Empezó por el comedor. Había unos cristalitos pequeños, del tamaño de una almendra, quizá menos, una especie de palabra brillante y puntiaguda que sobresalía debajo de la alfombra, y que él, al inclinarse, consiguió leerla. Ponía ”agobiada”, pero estaba ya muy desvaída, muy estropeada aquella palabra. La palabra “agobiada”, cuando ella la había arrojado quince días atrás en el vendaval de la discusión matrimonial, no había ido sola, había llevado encima todo un insulto, pero tampoco un insulto completo sino una punta de desprecio; ella, con los labios, había forzado un raro mohín amargo mirándole, a la vez que se olvidaba de todas las cosas buenas que habían vivido juntos, afilaba en cambio las puntas de aquella palabra para que le hiriera bien a él, le diera en toda la cara, le hiciera daño al cruzar la habitación y la palabra “agobiada” casi le aplastara.
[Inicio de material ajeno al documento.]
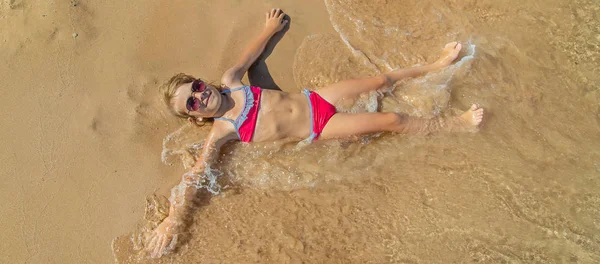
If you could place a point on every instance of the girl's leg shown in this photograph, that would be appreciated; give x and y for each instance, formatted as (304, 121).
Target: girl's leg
(343, 125)
(352, 89)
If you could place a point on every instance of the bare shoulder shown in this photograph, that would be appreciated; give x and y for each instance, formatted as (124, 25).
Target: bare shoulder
(231, 78)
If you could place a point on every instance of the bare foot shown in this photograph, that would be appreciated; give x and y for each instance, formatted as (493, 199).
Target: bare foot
(472, 117)
(449, 54)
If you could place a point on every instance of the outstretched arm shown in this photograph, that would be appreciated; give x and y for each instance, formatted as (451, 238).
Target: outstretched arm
(164, 237)
(274, 23)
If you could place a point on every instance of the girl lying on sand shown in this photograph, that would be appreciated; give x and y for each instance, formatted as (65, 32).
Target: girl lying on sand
(251, 114)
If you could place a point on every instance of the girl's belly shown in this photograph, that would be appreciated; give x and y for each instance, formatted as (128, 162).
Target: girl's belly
(282, 116)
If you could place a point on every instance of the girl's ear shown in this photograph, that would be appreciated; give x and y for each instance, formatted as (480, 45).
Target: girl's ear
(197, 120)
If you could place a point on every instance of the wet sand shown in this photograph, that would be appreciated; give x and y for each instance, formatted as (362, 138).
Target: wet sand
(84, 129)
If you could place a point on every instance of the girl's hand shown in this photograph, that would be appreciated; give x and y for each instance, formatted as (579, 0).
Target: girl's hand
(164, 237)
(275, 21)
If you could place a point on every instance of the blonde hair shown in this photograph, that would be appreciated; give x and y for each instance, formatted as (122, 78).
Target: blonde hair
(168, 91)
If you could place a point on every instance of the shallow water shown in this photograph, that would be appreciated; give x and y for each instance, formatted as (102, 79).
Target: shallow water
(525, 188)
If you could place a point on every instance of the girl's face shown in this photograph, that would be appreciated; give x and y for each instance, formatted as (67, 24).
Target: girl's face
(197, 99)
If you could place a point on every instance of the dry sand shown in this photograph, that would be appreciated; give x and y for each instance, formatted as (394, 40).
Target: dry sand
(82, 128)
(82, 122)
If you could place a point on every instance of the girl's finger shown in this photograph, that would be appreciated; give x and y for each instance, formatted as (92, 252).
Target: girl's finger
(150, 246)
(164, 244)
(157, 253)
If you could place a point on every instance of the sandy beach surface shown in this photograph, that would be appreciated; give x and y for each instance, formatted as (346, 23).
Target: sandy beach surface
(86, 141)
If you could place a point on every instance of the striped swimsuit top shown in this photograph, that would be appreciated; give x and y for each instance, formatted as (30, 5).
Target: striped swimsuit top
(245, 123)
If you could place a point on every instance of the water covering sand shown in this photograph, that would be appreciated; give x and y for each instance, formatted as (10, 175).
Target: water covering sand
(525, 188)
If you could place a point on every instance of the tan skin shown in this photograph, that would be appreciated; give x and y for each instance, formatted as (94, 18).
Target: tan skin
(286, 116)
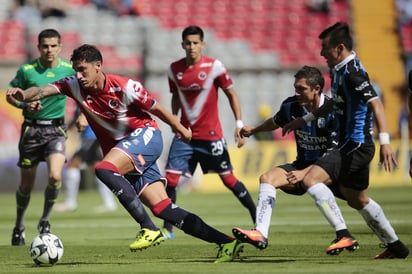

Él, que ahora seguía limpiando el comedor de trocitos de palabras que estaban perdidas y desperdigadas entre los muebles, palabras que habían sido arrojadas en momentos crispados y que ahora no eran aún palabras arrepentidas, porque a las palabras arrepentidas y perdonadas se las conoce bien, les suele crecer, gracias a besos, caricias y disculpas, una suerte de musgo amarillo muy bello que aparece en los cantos y de esta manera le salen como brotes de flores en el aire, pero éstas no, éstas aún no estaban arrepentidas y eso se les notaba enseguida al tocarlas, seguían hiriendo con la agudeza de sus cristales. Pero él continuaba limpiando y limpiando de palabras aquel comedor antiguo y tan vivido por los dos puesto que los dos habían decidido alquilar pronto aquel piso y no querían que quedara huella alguna de cuanto allí había sucedido, tanto los enfados como los reencuentros, pero sobre todo limpiar bien la revelación de las palabras que habían quedado enganchadas en los marcos de los cuadros, en la mantelería y hasta en los cubiertos. Especialmente en los dobleces de las cortinas habían quedado atrapadas como moscas palabras que decían ”hastío”, ”aburrimiento”, ”rutina”, y cada una conservaba el matiz con el que se había pronunciado, a veces el rencor, a veces la decepción.

Y así estuvieron, limpiando palabras todo el día hasta que resplandeció el piso tan radiante.